The two men later smoothed over matters. And lately, Hillary Clinton has been out campaigning for Obama. Wednesday it was Bill Clinton’s time, in his element.

He clasped Obama’s hand and held it high when the men came on stage. Clinton made a methodical case for Obama, describing him as a strong thinker with smart policies.

In one of his testimonials, he praised Obama for seeking the advice of experts — including him and his wife — on how to handle the country’s financial crisis before acting.

“Folks, we can’t fool with this,” Clinton said. “Our country is hanging in the balance. And we have so much promise and so much peril. This man should be our president.”

Obama said of the two Clintons: “I am proud to call them my friends.”

Through the day, in two states, Obama unleashed a bleak portrayal of a McCain presidency and told a national TV audience that “the time for change has come.”

Ahead in the polls, flush with cash and blanketing himself all over television, Obama said he is counting down the days but not letting up. The election looms on Tuesday.

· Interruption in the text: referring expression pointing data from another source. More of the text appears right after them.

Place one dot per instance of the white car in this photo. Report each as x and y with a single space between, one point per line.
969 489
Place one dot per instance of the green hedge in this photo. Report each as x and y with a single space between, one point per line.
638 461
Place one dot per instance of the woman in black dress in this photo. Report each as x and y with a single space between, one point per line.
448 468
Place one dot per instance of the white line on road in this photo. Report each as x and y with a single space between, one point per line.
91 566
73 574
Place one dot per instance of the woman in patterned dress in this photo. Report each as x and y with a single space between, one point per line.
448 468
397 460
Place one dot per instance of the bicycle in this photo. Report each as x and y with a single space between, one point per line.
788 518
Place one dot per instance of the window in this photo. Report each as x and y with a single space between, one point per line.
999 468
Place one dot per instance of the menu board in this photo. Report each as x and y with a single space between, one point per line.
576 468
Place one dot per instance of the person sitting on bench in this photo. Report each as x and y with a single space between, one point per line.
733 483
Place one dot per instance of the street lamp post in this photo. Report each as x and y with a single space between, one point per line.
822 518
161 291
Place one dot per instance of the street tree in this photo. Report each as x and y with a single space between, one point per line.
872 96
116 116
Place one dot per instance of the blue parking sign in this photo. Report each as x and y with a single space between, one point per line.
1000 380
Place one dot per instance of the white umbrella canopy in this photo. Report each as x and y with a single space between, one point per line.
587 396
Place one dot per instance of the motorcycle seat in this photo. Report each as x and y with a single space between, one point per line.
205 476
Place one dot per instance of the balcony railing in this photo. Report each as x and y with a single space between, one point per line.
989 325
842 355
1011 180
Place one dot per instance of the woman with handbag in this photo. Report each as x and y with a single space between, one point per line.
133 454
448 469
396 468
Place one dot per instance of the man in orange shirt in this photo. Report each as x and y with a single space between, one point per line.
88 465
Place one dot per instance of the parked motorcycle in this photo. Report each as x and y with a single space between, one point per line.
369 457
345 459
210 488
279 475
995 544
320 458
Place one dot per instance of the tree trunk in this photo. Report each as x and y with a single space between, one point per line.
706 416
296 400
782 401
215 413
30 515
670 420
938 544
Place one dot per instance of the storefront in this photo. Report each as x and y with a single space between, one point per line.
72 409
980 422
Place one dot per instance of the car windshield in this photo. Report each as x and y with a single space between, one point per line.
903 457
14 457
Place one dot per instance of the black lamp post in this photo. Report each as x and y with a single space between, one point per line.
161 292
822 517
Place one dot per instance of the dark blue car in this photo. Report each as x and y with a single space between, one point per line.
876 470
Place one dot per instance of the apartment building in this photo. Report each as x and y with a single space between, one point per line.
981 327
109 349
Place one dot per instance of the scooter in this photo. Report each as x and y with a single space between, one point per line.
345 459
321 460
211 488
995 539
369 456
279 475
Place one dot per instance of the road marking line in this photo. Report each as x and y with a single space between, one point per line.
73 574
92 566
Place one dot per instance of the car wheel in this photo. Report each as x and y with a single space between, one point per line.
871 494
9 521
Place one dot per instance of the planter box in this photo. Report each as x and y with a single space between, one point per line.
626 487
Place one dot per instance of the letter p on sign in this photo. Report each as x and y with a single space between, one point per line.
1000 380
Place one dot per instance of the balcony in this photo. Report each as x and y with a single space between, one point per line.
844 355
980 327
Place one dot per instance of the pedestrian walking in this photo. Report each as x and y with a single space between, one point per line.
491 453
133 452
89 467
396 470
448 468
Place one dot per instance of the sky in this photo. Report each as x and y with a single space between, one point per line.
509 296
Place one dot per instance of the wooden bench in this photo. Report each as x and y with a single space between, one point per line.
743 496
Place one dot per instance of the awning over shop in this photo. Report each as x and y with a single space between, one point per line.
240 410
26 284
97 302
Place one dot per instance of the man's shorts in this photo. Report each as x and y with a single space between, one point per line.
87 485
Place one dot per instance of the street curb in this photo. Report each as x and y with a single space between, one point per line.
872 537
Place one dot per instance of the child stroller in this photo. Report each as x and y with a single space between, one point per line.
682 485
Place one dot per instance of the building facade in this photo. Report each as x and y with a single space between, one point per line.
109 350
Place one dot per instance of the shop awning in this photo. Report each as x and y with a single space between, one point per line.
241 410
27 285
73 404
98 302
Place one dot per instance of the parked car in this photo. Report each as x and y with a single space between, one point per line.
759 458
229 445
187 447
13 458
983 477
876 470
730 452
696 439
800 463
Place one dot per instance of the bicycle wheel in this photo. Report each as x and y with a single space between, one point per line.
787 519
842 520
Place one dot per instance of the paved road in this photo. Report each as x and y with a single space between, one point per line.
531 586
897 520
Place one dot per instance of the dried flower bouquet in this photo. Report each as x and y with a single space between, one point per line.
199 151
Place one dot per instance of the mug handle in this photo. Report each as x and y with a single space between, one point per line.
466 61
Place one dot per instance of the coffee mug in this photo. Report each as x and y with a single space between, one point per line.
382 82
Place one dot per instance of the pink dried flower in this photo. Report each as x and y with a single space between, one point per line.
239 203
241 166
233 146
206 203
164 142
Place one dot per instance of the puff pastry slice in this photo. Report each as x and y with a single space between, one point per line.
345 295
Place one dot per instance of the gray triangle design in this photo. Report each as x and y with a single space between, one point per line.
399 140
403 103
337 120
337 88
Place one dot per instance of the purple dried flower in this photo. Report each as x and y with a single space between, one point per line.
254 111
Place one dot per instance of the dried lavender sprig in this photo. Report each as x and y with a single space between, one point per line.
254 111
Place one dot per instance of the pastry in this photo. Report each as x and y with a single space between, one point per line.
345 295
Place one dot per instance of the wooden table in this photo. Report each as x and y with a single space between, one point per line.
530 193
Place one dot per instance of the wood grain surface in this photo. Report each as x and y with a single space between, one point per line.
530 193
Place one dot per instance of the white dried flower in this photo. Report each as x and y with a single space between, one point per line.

Video report on the Clinton/Obama rally in Florida, via CNN:

Local WALA Fox 10 report on Obama volunteers heading from Alabama to Georgia to help Obama’s efforts in the all-important swing state:

Florida is also dealing with a controversial new voting law, which CNN reports on here:

Florida went for Bush in 2000 by just 0.1% and then again in 2004 by around 5%, it isn’t a sure thing for either side. The one thing, which I think is to McCain’s advantage, is that he has Charlie Crist by his side who has been very popular in Florida. On the other hand, Obama has Bill Clinton who is popular everywhere with Democrats and many independents.

We’ll just see, but both campaigns are counting on Florida so it will be interesting to watch on Election Day.